After the Tsarist Russians and later the Bolsheviks occupied the Central Asian lands, a system was designed to make boundaries according to ethnic identities thus creating the different Central Asian Republics.
It’s not easy to live and travel by car within Uzbekistan or the other ex-Soviet republics, even in the 21st century. Persistent food shortages, lack of basic sanitary systems, safe drinking water, and undeveloped medical services confine it to a third world status, and that, may even be a high ranking.
The discrepancy between urban and rural areas is abysmal. There are small villages dispersed through the high mountain areas where life is more than austere. Mud huts with subsistence farming next to tiny bodies of water bring the only relief. However, I have never met friendlier people in spite of their meager situation.
George and I took an intensive Russian language course in Washington, DC before our departure. It helped somewhat, but not completely, although we were able to communicate in bazaars and street situations.
Life in a remote and unknown place such as Tashkent is hard at first, especially when the host country’s culture is so dissimilar to one’s own. A long period of ‘culture shock’ is quite common and expected; it vanishes within the first three months as new understanding for the new country sets in and most importantly, friendships develop.
I love so many things about Uzbekistan! The simplicity of their housing – with long benches flanking the front door: a meeting spot for the exchange of friendly gossip; the olden Alayski Bazaar where everything is found: from basic foods to shoes to toilet tissue; and the Farchatski Market near the Tashkent metro station (old Chilanzar) where peculiarly, only melons are sold, but, oh! such melons! – all kinds, sizes and degrees of sweetness -- some melons species I had never even seen before.
This summer I learned to can vegetables, fruit and also to make Mexican picante sauce from scratch! Central Asian hospitality complements our life here; in the residential areas the air is always filled with the sound of exotic instruments, and the perfume of fragrant flowers; on warm summer eves women’s colorful silk attire flash in the airy night lights; the men, most sporting their black and white taqiyah or Uzbek kufi -a sort of small cap that sits atop the head, a kind of square Yamulke- sitting on exquisite carpets as they discuss the day’s affairs, many smoking hand-rolled cigarretes; children running here and there, caring for the younger ones as their mothers, spoon and ladle in hand, chatter among themselves while preparing a great copper vessel replete with ‘plov’, a savory saffron rice pilaff with fatty mutton, and several spices...it's amazing to me that these people’s age-old habits have not shifted much in the past few centuries.

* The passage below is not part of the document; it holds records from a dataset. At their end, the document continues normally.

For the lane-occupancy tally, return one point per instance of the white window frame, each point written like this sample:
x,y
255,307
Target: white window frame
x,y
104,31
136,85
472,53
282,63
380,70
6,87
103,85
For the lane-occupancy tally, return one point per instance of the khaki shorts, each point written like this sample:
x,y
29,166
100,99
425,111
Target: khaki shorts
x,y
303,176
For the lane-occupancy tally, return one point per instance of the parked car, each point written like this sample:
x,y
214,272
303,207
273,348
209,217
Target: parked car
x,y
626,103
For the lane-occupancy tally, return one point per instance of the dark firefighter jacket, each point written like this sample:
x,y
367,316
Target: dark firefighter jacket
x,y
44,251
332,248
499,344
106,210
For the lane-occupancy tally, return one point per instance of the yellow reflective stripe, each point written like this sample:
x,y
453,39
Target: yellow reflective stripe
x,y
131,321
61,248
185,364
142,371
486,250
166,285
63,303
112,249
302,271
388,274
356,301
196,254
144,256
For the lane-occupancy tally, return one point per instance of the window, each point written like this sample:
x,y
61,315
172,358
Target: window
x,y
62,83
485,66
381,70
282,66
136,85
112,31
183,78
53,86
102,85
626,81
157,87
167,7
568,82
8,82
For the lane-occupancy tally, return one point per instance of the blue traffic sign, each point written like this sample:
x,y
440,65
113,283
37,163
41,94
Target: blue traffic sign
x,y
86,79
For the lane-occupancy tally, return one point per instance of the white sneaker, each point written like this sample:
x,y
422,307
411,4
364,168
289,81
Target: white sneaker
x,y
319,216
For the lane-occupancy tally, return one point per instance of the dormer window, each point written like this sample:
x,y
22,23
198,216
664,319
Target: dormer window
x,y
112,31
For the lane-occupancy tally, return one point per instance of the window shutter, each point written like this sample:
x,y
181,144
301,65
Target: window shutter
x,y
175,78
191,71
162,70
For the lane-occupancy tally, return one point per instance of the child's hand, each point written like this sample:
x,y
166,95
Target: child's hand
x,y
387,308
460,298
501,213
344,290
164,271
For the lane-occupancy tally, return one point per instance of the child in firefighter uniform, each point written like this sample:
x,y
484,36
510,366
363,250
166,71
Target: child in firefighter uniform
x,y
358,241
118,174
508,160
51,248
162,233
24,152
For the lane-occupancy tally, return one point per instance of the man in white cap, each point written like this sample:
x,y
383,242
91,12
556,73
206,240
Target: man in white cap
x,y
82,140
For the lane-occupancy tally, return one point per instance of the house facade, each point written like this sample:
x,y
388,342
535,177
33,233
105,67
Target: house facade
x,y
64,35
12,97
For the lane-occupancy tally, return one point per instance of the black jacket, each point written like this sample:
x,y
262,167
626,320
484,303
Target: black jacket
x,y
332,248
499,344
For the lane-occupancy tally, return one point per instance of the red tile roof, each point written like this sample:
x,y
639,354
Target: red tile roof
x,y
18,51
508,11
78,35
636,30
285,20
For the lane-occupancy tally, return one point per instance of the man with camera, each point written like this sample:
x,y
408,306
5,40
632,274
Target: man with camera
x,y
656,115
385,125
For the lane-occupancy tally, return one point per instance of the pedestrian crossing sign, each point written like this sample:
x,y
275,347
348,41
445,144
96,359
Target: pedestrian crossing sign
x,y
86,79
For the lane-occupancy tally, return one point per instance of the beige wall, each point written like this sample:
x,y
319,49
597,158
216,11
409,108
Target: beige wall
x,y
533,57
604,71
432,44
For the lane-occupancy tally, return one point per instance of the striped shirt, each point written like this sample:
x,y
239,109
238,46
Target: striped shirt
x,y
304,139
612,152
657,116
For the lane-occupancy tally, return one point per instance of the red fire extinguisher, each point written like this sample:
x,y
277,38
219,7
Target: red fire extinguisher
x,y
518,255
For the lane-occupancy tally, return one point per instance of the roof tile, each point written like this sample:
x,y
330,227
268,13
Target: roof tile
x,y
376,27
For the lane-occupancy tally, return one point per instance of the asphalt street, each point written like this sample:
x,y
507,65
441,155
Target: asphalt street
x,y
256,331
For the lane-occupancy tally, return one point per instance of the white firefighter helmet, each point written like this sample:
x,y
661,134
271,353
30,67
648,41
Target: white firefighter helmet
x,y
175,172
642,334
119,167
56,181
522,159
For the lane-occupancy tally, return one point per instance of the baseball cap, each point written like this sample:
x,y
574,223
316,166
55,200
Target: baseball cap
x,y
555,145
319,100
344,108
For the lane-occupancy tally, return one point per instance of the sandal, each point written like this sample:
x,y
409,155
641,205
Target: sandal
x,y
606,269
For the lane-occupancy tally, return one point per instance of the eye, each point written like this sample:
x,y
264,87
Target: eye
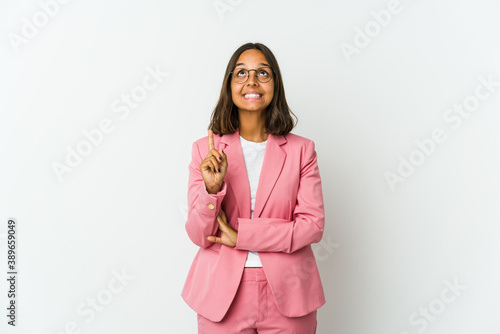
x,y
241,73
263,73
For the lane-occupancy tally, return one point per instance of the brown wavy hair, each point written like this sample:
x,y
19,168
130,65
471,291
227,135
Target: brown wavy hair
x,y
224,118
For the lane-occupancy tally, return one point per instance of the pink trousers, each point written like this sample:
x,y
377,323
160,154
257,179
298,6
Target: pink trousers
x,y
253,311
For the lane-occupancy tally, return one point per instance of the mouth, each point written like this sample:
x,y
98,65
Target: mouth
x,y
252,96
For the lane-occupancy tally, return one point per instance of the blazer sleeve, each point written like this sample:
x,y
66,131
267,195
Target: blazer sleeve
x,y
283,235
202,206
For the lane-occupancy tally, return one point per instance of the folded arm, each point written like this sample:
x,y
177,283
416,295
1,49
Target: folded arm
x,y
202,206
283,235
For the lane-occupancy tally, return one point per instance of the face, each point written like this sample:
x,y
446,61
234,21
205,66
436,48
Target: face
x,y
252,59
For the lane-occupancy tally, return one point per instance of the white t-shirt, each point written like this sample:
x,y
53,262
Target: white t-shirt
x,y
254,157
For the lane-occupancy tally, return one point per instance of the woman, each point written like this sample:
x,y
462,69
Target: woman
x,y
255,206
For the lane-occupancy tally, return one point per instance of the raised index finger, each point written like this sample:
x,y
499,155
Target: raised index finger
x,y
210,140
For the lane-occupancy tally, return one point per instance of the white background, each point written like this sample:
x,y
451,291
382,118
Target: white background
x,y
387,252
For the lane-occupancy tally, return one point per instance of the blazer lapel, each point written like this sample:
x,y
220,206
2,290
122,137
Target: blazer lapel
x,y
237,177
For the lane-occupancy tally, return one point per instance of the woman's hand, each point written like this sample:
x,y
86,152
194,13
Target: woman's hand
x,y
213,168
228,234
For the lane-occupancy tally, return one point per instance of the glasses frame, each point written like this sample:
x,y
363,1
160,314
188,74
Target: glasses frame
x,y
256,76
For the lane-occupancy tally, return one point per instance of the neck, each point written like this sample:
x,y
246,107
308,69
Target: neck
x,y
252,126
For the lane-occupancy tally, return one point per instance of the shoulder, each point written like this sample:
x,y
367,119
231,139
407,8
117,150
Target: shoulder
x,y
299,141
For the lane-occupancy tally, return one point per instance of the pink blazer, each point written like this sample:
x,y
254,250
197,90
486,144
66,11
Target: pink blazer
x,y
288,217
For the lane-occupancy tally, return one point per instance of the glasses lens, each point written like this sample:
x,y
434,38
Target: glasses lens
x,y
263,74
240,75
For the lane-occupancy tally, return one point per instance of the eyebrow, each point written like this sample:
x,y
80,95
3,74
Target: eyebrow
x,y
243,64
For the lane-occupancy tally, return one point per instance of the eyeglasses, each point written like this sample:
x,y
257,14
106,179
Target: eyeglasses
x,y
263,74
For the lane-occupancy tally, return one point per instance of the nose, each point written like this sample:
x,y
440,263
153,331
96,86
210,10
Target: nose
x,y
252,78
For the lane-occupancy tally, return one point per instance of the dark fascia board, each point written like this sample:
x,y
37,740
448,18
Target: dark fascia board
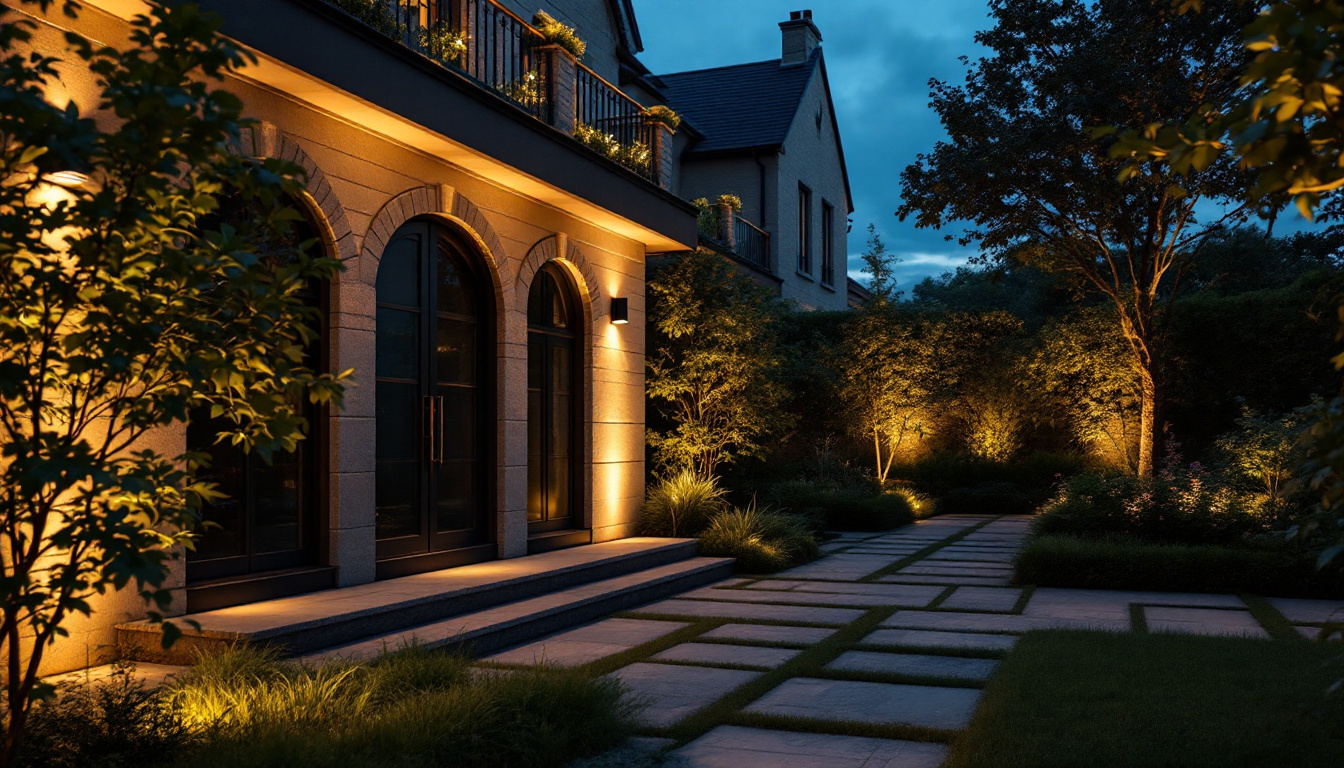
x,y
332,46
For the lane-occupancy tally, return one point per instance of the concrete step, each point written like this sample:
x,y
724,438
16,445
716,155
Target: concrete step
x,y
307,623
504,626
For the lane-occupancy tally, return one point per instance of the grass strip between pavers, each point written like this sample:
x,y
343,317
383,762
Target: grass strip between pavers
x,y
1274,623
800,666
915,557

Scenes like this are often seen in park picnics or as twilight falls in our own neighborhood where we are included as if we were old friends.
Another favorite spot of mine is the 'chaikhana' or tea house, a special meeting place for community friends where the Uzbeks' classic lifestyle and traditional legacy are always on display. A men-only gathering place until recently, the tea houses serve now an increasing number of younger women and foreigners like me. Chaikhanas are a great place to meet friends for a chat and a cup of chai. Some sweets are also available and some Uzbek specialties such as laghman (a noodle soup), shashliks (skewered lamb pieces) and yes, plov!
~ A starry night, plov, tea, family and good communal friends ~ I will carry that inside me as well as the colors of the alpine valleys; the lakes hidden within the Tien Shien cordillera; the purity of the bluest of skies. The magnificently ancient tiled buildings!
Closing my eyes I can invoke the past echoes of the trading caravans trudging along the Silk Road -overflowing with the richest of silks, gems and coveted items- approaching their Tashkent stop, pausing possibly for a drink of water or perchance looking for refuge for the night, after having crossed the 14 thousand foot Torugat Pass.
When I leave Uzbekistan I will dearly miss my loving and raucous Russian friends, and the Uzbeks in all their splendor and respectful kindness.